How to speedup used-space-filewalker?

pangolin · April 10, 2024, 7:36pm

The used-space-filewalker is now running for 7 days. Not a big surprise since this is my slowest node when it comes to IO performance (external USB case). I wonder if it could benefit from moving the databases to ssd? Or is it mostly IO limited?

arrogantrabbit · April 10, 2024, 7:42pm

It’s not OR, it’s AND.

Advice is the same as in all previous threads on the same topic. Disable atime updates, disable sync writes, increase amount of available ram, use performant filesystem that can take advantage of that.

Or do nothing, because who cares how long does it run for, if this is a separate pool and does not affect anything else. ?

Roxor · April 10, 2024, 7:44pm

The best you may be able to hope for is a resumeable filewalker… so it doesn’t restart from-scratch any time it may get interrupted.

pangolin · April 10, 2024, 7:53pm

I can not change the file system (NTFS) and moving this node (11 TB) would take forever. So the only thing I can change is the database location.

snorkel · April 10, 2024, 8:28pm

If you can’t increase the RAM, try reducing the I/O on the storage drive by:

moving the DB-es and logs on some other drive, SSD, stick;
stop the ingress by reducing the allocated space bellow the occupied space.
After FW finishes, stop the node, reallocate the correct space and restart the node without FW.
You can check my test results in Tuning the Filewalker, at last posts.

Toyoo · April 10, 2024, 8:35pm

If the node has free space for uploads, stop uploads somehow (cut the node on the firewall, disconnect Ethernet cable, whatever) until file walker finishes. Uploads compete with the file walker. Added benefit is that the resulting estimate of space taken will be more accurate.

snorkel · April 11, 2024, 1:34am

Your way misses audits and drops the online score. My way dosen’t, but adds the stop and modify steps. So, they are both ok, depending on what one wants.

Ambifacient · April 11, 2024, 2:00am

Depending on what you need the used-space stat for, you can get a pretty good estimate by just using df or Windows Disk Management to get the overall disk usage, then subtracting the size of the non-STORJ files on the disk (and maybe also STORJ trash). This will be faster, assuming the number of STORJ blobs is far greater than the non-STORJ blobs.

Alexey · April 11, 2024, 7:22am

You may also try to disable a lazy mode, but it will consume IOPS, however it will finish faster.

pangolin · April 11, 2024, 11:42am

I already did but after 5 or 6 days without any filewalker message in my log I returned to the lazy one.

pangolin · April 11, 2024, 3:27pm

The node just did a auto update…So back to zero again…
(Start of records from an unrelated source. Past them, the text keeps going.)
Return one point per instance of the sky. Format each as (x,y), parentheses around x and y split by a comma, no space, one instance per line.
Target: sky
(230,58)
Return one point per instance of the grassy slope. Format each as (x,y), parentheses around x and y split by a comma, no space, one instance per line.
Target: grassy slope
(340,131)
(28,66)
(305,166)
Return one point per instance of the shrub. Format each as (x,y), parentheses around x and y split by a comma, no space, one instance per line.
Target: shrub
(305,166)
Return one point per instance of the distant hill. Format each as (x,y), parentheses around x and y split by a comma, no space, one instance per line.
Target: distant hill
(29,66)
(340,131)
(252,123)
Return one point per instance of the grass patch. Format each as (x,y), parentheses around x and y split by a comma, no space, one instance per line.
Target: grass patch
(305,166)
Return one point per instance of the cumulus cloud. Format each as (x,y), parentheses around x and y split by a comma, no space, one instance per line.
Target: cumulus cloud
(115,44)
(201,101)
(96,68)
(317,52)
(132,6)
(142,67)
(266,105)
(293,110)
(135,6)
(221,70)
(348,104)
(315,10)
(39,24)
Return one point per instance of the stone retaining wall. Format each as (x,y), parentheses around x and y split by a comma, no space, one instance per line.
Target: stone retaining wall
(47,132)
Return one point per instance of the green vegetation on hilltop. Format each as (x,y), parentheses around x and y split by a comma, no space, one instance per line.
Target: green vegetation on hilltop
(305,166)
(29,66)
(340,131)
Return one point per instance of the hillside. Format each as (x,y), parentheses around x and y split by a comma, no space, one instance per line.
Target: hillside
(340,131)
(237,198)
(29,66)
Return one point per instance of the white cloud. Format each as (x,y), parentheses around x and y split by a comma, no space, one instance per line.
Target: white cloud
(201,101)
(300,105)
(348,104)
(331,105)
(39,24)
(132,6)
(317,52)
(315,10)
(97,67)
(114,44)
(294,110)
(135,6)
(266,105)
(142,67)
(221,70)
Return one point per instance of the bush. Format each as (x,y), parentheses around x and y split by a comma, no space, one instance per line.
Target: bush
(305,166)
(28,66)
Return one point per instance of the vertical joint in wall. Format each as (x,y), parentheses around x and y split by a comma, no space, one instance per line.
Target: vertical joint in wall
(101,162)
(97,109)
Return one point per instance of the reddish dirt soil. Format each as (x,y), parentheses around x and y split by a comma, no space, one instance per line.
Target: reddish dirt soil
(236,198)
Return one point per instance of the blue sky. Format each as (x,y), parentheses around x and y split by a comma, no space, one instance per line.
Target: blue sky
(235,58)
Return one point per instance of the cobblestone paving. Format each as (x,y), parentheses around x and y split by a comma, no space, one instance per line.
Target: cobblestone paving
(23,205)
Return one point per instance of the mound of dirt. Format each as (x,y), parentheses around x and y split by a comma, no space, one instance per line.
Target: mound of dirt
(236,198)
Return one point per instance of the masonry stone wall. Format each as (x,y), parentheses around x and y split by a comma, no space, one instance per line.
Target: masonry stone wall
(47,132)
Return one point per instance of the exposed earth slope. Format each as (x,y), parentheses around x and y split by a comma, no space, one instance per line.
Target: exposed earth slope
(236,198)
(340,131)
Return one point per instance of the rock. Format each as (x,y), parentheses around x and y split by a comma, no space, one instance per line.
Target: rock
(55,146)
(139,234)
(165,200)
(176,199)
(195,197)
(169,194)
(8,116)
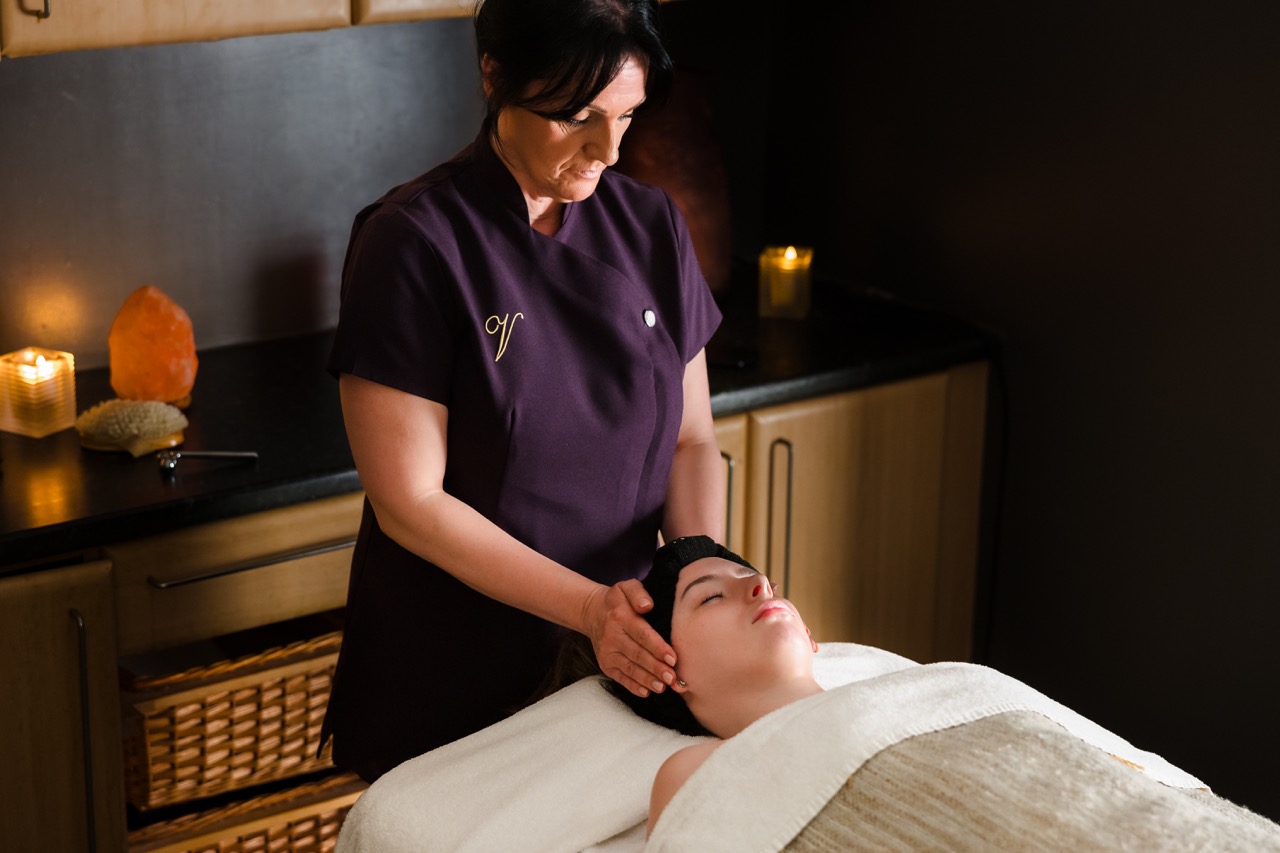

ledur · April 11, 2024, 6:18pm

Pretty much the same here. My node is at 1.97.3, waiting for 1.99.3 update. Filewalker (I disabled the lazy one) is running for 5 days straight, without any message whatsoever. HDD is running non stop at 100%… In my node UI, paid storage is at 5TB, however it shows 2.6TB (used) and 3.9TB (free space). My HDD is 7.3TB, but it’s full (less than 50GB free space). I don’t know what to do.

snorkel · April 11, 2024, 8:30pm

So I get that you have an 8TB HDD, that is 7.3TiB. In your run command or config you should specify 7TB as allocated for storage. This will stop the ingress, the FW will run faster and you start freeing some space for ovearhead. I run my 8TB nodes this way, and never had a problem. If you overallocate space, your node can end up in disqualification.
The FW can take days, dependind on your hardware, especialy CPU, RAM and HDD connection.

ledur · April 11, 2024, 10:25pm

Allocated space for the SN has always been 6.5TiB. I have no ingress at the moment, because the node knows the HD ran out of (actual) space.
I didn’t do anything unusual (didn’t delete databases or any other operation, HD is intact, no errors in logs), maybe the filewalker (taking too long to complete) could be halted some times during these 14 months and that could have ruined the database. I have a decent connection, enough memory and CPU. But it’s unfair if my node gets disqualified (audit and suspension always at 100% and online >99%). A complete turn of FW session may take weeks to complete and I don’t know exactly why.

pangolin · April 11, 2024, 11:40pm

I don’t think so. Please explain why this should happen.

snorkel · April 12, 2024, 4:46am

It’s allover the forum and in the official docs. But it’s an ipothesis, from what I understand. I believe nobody actualy has been disqualified for this reason. Maybe someone more wise than me can explain it, but I don’t know if they have a real proof of this happening.
Basicaly, they say the satellite records that you stored a piece, but in reality, there was no space left and the piece wasn’t stored. When the sat audits or requests that piece, it finds out you don’t have it and will disqualify you because you lost it. You I mean your node.
I did’t dug dip in this but I always wondered why satellite could believe that you stored a piece since you didn’t and you didn’t send a message to sat telling “done, it’s stored”?

elek · April 12, 2024, 1:42pm

It shouldn’t happen AFAIK.

When Storagenode receives the piece, it saves to the disk. If it was successful, it signs the piece hash, and sends back the signed hash to the client.

This is the contract which says: no I am responsible to store the data…

Client sends back all the signed hashes to the Satellite, and Satellite double checks the signatures. If they match, contract is live.

There can be other problems in case of full disk (like sqlite database couldn’t be written and process fails?). I am not sure if it really happens, never tested it. DQ is possible, but the mentioned case shouldn’t happen, IMHO.

Satellite stores the metadata only if Storagenode 100% saved the data…

snorkel · April 12, 2024, 7:11pm

So the free space necessity for overhead is more an assumption than a fact based on hard proofs, tests etc.?
And if you store dbs-es on another drive, they are not in danger.

pangolin · April 13, 2024, 12:05am

There is a safety buffer of 500 MB free space.

ReportCapacityThreshold memory.Size   `help:"threshold below which to immediately notify satellite of capacity" default:"500MB" hidden:"true"`

If you are below, uploads should stop.

Alexey · April 13, 2024, 9:05am

Yes… But it’s better to be safe, right?